Erik took the lead here too. We ordered a big photo of Ryan along with memorial cards, and set up a memory spot on the front steps of the house, a place where Ryan would sit and film cool cars. We set up his favourite things that showed who Ryan was. Bike, scooter, skateboard, keepsakes. We put up a huge Happy birthday banner. We ordered vigil candles to hand out. We hired a bag piper as my husbands family are Scottish and this is very close to him. And we organized suped up cars to come by for a drive by rev and salute to Ryan. But we are in a pandemic so how do you execute all of this? It was thankfully a mild day. We didn’t tell a lot of people what we were doing but we figured if it was outside for 2 hours, with the help of friends marshalling foot traffic, distancing, masks, and such, we felt good about what was going to happen. And truth be told, I didn’t really fucking care. Selfish? maybe. This is my sons birthday and celebration of life. Asking us to ‘wait’ was not an option. We had about 150 people come out, we have vast expanse of sidewalk, 2 sides of major road, a side street and tons of boulevard space. No one came in our house, we even limited people coming onto our property. But nothing happened. If you were one of the people who came to this, then you know that this day was nothing but love, togetherness, support for us and we all know that Ryan would have been elated with all the attention. When the cars revved and drove by, my heart shook, the tears caught my throat, my emotions took over and I know my son was there watching down on it all. It was a perfect day. The send off we had wanted.

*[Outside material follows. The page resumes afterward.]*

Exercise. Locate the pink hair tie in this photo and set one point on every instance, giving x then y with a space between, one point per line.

Back to Figgy the elf. Why him? Well, Ryan was a solid believer in all things Christmas. He was almost 12 and still firmly believed in Santa and Elf on the shelf. I tried to convince him that Figgy had died in the pandemic this year and wasn’t coming to our house. He quickly retorted that elves dont die and Santa keeps everything alive in the North pole. He wasn’t having it. Figgy had become quite the star at Christmas with elaborate evening shenanigans to wake up to each morning. I didn’t really mind, I loved that Ryan still had the spirit and why are we in a rush to grow up so fast? Figgy was family and meant a lot to Ryan, I couldn’t think of anything better to put with him as I know both of their spirits together were so appropriate.

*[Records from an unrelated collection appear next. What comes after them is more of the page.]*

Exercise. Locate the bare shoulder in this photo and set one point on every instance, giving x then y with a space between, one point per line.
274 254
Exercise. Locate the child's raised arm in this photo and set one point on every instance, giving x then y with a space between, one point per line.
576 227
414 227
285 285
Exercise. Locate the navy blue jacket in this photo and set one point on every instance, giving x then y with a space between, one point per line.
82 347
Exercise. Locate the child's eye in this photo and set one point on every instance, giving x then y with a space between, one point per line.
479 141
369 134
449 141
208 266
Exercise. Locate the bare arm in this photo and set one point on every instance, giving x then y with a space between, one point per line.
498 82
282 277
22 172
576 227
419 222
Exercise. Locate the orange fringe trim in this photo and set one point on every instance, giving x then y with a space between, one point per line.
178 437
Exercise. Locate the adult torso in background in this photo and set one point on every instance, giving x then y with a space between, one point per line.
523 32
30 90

And now we are on the countdown to Christmas Day. Can this year please just be over? If Ryan’s love for the elf is any example of his spirit then Christmas Day was just as special and his most favourite day of the year. My older son too. They would sleep together on Christmas Eve so they could wake at the crack of dawn, rip open their stockings in bed and then come to get us to open the whole lot under the tree. It was special for them both. The night that Ryan died, when it was finally quiet, I was avoiding going to bed. I sat in Ryan’s room on his bed. My older son came in and sat with me for awhile. His quiet voice asked me “What are we going to do about Ryan’s birthday? What about Christmas?” Knowing how special these days are for them both, I know it now brings a feeling of sadness. I couldn't really answer him. I had declared later that we were not putting up any decorations, not exchanging gifts, not this year. But we have another child. Normalcy is important. I asked Erik what he wanted to do and he said “what Ryan would want” so the tree is up as are the outside lights. My Mum put all of her decorations up, I think it makes us feel a sense of joy. Happiness for Ryan. The sadness is that he will not be here. Him and Figgy are watching the Northern lights and helping Santa to get ready for the big day. So many rituals in the last 5 weeks. The hardest time of year for many is looming upon us. We are now included in that group of souls who will find this to be a 'difficult time of year'. I am choosing to look at it Ryan's favourite day.